Matteo Salvini può essere soddisfatto. La guerra contro le ong adesso potrà contare anche sull’aiuto delle navi della Marina militare e della Guardia di finanza chiamate a «difendere» i nostri porti. Una misure decisa ieri nel corso di una riunione del Comitato nazionale ordine e sicurezza convocato d’urgenza dal ministro dell’Interno per discutere come impedire alle navi delle organizzazioni umanitarie l’ingresso nelle acque territoriali italiane. Tra le altre misure adottate anche un incremento dei controlli per ridurre le partenze dai barconi dalla Libia e dalla Tunisia grazie all’utilizzo di radar, aerei e droni in modo da accelerare, rispetto a quanto accade oggi, l’intervento della cosiddetta Guardia costiera libica e di quella tunisina. Ma anche la fornitura al governo di Tripoli di altre dieci motovedette (lo stesso annuncio il Viminale lo aveva fatto anche l’11 giugno scorso al termine di un’altra riunione del Comitato per l’ordine e la sicurezza)

«A me non serve un’operazione di trasporto di immigrati in giro per il Mediterraneo. A me serve un’operazione di protezione e tutela e oggi gli esponenti della Difesa hanno dato suggerimenti utili non per distribuire i problemi in giro per ’Europa ma per bloccarli alla radice», ha commentato Salvini al termine della riunione.

Per la propaganda leghista le nuove misure rappresentano sicuramente un successo. Resta da vedere quanto la loro applicazione porterà realmente ai risultati sperati dal governo gialloverde.

Per adesso i tecnici del ministero della Difesa sono al lavoro per capire quante navi serviranno nel prossimo futuro per aumentare la nostra presenza nel Mediterraneo. Il piano prevede che la competenza sulle acque nazionali spetti ai mezzi della Guardia di finanza, mentre alla Marina militare va il compito di vigilare in acque internazionali.

Ma cosa accadrà quando verranno intercettati un barcone in difficoltà o la nave di una ong?

Salvini non lo spiega, ma sul punto fonti della Difesa non lasciano spazio a dubbi: «Tutto avverrà nel rispetto delle normative internazionali», è la risposta. Il che significa che non verranno effettuati respingimenti delle imbarcazioni con i migranti verso la Libia, vietati dal diritto internazionale, ma anche che non saranno messe in atto manovre tese a ostacolare il cammino della nave della ong che ha tratto in salvo uomini, donne e bambini e che sta cercando di raggiungere un porto sicuro.

«Cosa che, come ha ricordato anche il ministro dell’Interno, la Libia non è», ricordano sempre dalla Difesa.

Al massimo, quindi, si può ipotizzare che potranno essere svolte delle ispezioni a bordo in modo da ritardare il tragitto delle imbarcazioni, ma è difficile che un comandante della Marina militare – la stessa che nel 2014 diede vita alla missione Mare nostrum «salvando l’onore dell’Europa», come riconobbe il presidente della Commissione europea Jean Claude Juncker – possa decidere di forzare più di tanto la situazione.

La questione sbarchi continua intanto ad agitare i rapporti tra alleati, al punto che il premier Giuseppe Conte ha convocato per domani un vertice a palazzo Chigi al quale, oltre a Salvini, sono stati chiamati a partecipare anche i ministri Trenta, Toninelli, Tria e Moavero. Scopo dell’incontro è quello di coordinare gli interventi dei vari ministeri per «evitare – spiegano a palazzo Chigi – che possano ingenerarsi sovrapposizioni o malintesi che finirebbero per nuocere all’efficacia dell’azione del governo».
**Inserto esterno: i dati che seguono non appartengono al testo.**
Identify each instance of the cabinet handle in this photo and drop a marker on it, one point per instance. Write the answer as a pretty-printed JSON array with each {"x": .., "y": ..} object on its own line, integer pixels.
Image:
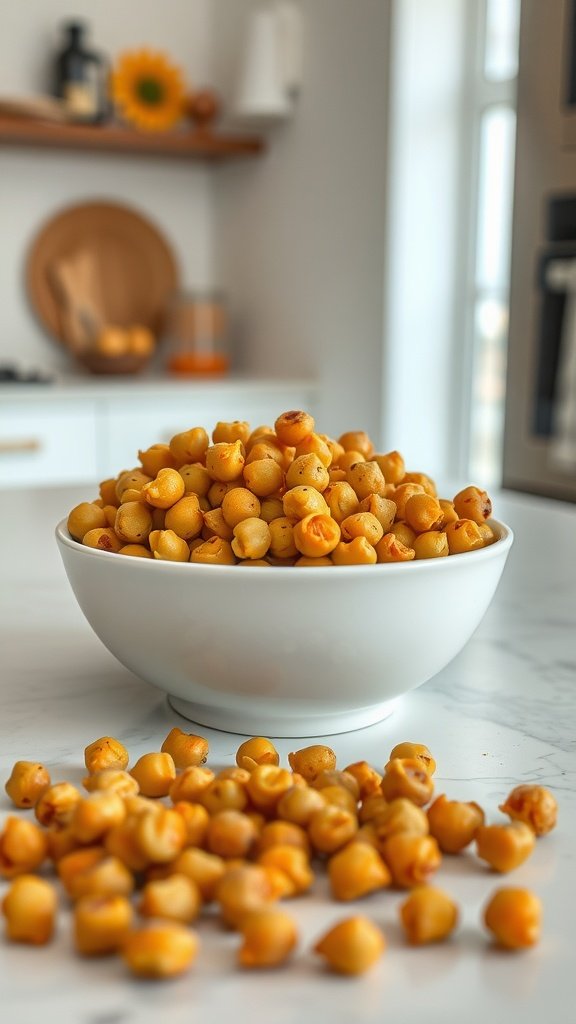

Un’ulteriore conferma delle tensioni esistenti, ammesso che ce ne sia il bisogno, arriva dalla battuta fatta ieri da Luigi Di Maio e servita a liquidare le parole con cui Salvini si è lamentato di essere astato lasciato da solo a fronteggiare le navi delle ong. «Se il ministro dell’Interno si sente solo, e non gli possiamo neanche dire che ci sono strade alterative per risolvere questo problema per sempre, vuol dire che manderemo un peluche», ha detto il vicepremier grillino difendendo la ministra Trenta a sua volta attaccata dal leghista.